In attempt to identify unique protein domains that specifically recognize and bind Nα-methylation and Nα-acetylation, an unbiased stable isotope labeling of amino acids in cell culture (SILAC) liquid chromatography-mass spectrometry (LC–MS/MS) pulldown screen was performed. For pulldowns, 14 amino acid N-terminal peptides of MYL9 were synthesized in unmodified, Nα-acetylated, Nα-monomethylated, and Nα-trimethylated states. Pulldowns with unmodified MYL9 peptide were performed using protein lysate harvested from cells grown in light media. Separate pulldowns were performed with acetylated, monomethylated, or trimethylated MYL9 peptides using heavy isotope labeled protein lysate. Elutions from each modified peptide pulldown were mixed with an elution from an unmodified peptide pulldown to generate three samples that each contained light proteins that interacted with unmodified MYL9 and heavy proteins that interacted with one of the forms of modified MYL9. Proteins in these pools were identified and quantified by LC–MS/MS.

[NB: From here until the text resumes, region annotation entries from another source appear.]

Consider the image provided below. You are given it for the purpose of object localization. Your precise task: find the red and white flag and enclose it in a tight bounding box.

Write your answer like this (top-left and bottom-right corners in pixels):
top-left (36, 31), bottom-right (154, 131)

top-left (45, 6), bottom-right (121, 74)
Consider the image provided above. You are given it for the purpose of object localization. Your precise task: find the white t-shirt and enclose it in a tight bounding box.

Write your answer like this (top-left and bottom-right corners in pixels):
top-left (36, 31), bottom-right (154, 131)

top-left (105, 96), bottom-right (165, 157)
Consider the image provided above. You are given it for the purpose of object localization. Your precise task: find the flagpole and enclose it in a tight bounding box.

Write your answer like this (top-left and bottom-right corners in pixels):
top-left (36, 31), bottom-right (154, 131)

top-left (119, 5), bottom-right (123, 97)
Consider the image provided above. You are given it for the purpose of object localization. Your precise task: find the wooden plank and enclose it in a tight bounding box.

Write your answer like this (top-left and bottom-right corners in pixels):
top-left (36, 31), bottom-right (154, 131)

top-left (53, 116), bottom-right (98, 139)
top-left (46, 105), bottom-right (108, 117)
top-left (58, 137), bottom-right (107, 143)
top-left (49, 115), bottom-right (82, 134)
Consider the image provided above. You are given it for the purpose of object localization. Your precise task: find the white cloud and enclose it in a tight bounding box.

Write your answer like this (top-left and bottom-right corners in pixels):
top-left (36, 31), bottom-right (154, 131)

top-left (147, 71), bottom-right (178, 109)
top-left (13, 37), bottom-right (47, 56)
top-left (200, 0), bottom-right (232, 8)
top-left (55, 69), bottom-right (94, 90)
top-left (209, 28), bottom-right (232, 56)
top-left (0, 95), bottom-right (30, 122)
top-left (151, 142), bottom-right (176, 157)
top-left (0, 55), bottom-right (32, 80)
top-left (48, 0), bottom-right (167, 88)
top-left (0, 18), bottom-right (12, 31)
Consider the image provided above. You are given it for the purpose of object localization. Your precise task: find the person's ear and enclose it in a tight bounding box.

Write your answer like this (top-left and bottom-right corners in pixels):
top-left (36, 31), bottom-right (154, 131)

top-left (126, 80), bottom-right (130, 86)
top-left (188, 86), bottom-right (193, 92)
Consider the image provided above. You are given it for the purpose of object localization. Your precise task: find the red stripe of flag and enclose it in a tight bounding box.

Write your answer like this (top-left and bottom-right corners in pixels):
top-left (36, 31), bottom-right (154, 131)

Each sample yielded ~1300 protein identifications, with 1611 total proteins identified across all three-sample pairs. Only proteins that had a SILAC ratio (peptides identified in both light and heavy states) were included for further analysis, resulting in ~650 proteins per sample pair. Of these 650, there were only six candidate interactors that showed increased binding to modified MYL9 (Figure 6C,D). Interestingly, Nα-modification of MYL9 predominantly reduced protein–protein interactions, and this was most striking for Nα-monomethylated and trimethylated MYL9. While Nα-acetylated MYL9 peptide only showed 22 downregulated protein interactions as compared with unmodified MYL9 peptide, mono and trimethylated MYL9 peptides each showed ~300 down-regulated interactions (Figure 6C). Interestingly, many of the genes that showed down-regulated binding to Nα-methyl-MYL9 were involved in cytoskeletal regulation (Figure 6E), which supports a model of Nα-methylation being able to block the cytoplasmic roles of MYL9. We selected up-regulated and down-regulated interactors for further validation by peptide pulldowns followed by Western blot. The increased binding of PSMD7 and HEXIM2 to Nα-acetyl-MYL9 did not reproduce but the decreased binding of Cofilin-1 to Nα-methyl-MYL9 was reproducible (Figure 6F). These results indicate that the small number of enhanced binding interactions seen with modified MYL9 as compared with unmodified MYL9 may have been artifactual and that blocking protein–protein interactions, as opposed to promoting protein–protein interactions, may be an important regulatory feature of MYL9 Nα-methylation.